En wie mag er eigenlijk iets over zeggen? De omstanders? De hulpverleners? Bij het heengaan van zijn vader waren alle kinderen aanwezig. “Vader was blij dat hij iedereen zag, maar hij wist niet waarom we d’r waren, hij was in een andere wereld. En wij? Wij stelden hem gerust: ‘ga maar slapen, dan herstel je beter.’ In het uur van zijn dood hielden we hem voor de gek, zochten we smoezen. We zeiden niet: ‘pa, je gaat dood, we komen afscheid nemen.’ We gaven hem te drinken en toen een verpleegster hem een injectie gaf, waren we tevreden: kijk, ze helpen hem. Het was een illusie. Mijn verlangen was een gordijn: ik wilde de werkelijkheid niet zien. Nee, wij hadden niets te zeggen. Vader gaf zelf wel aan wat hij wilde zeggen, wat hij wilde beleven. Niet wij, bemoeizuchtige hulpverleners, hebben het voor het zeggen bij een stervende, maar enkel de stervende zelf, degene die heengaat. Wij moeten vooral luisteren.”
De conducteur
Marcel Spee was 23 jaar hoofdconducteur bij de Nederlandse Spoorwegen. Hij is er afgeknapt. Afgeknapt omdat hij het tien keer meemaakte. Als ze op de rails gaan staan, zo zei hij, valt het nog een heel klein beetje mee. Dan is het de klap die je hoort en zie je iemand wegvliegen. Je vindt hem terug met ontbrekende ledematen, maar nog herkenbaar als mens. Erger is het als ze op de rails gaan liggen. Dan is het 800 meter anatomieles. Het klonk wrang en dat was het ook. Maar tegelijkertijd vol emotie. De hoofdconducteur bracht het staal, de bielzen erg dichtbij. Nog dagelijks maakt hij de film mee. Het remmen, de gil, de klap. Lijkbleek drukte hij dan op de alarmknop. Om te gaan kijken. Want stel dat de ander het had overleefd? Dat hij zwaar gewond was. Dan moest je toch helpen. De verbandkoffer, de telefoon, het afdekzeil. En dan de trein uit en het spoor terug. Z’n voeten wegen honderd kilo. Alsof hij door de stroop waadt. Hij móet kijken, maar wil het niet. Wat hij vindt, is niet te beschrijven. Hij raakt helemaal van de kook. Anderen zetten hem op een bankje. Verdwaasd, de draad kwijt. En dan de weg terug langs de trein. Het doet hem goed te zien dat ook een brandweerman lijkbleek op z’n benen staat te trillen. Hij is dus niet de enige. Met afgewend gezicht raapt de brandweerman iets op. Een vuilniszak dient om stukken mens te verzamelen.

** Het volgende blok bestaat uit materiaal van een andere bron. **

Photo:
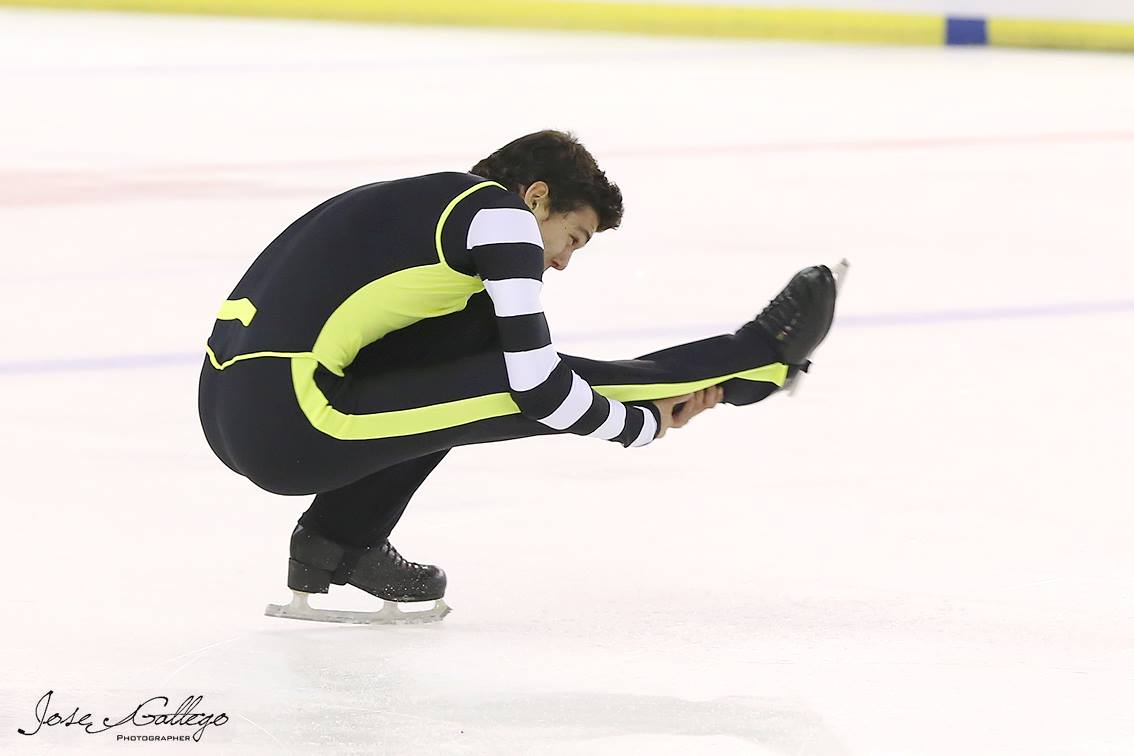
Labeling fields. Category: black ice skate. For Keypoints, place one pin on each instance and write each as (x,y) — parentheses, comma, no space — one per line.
(801,315)
(380,570)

Kwaad is hij. Kwaad en verdrietig tegelijk. ‘Wat heb ik gedaan dat zij ervoor gezorgd hebben dat ik m’n baan kwijt ben!’ Maar ook: ‘wat moet die ander eindeloos in de knoop zitten dat hij voor een trein springt!’ Conflict van gevoelens. Hij zou die ander een rotschop willen geven en tegelijkertijd over z’n bol willen aaien om hem gerust te stellen.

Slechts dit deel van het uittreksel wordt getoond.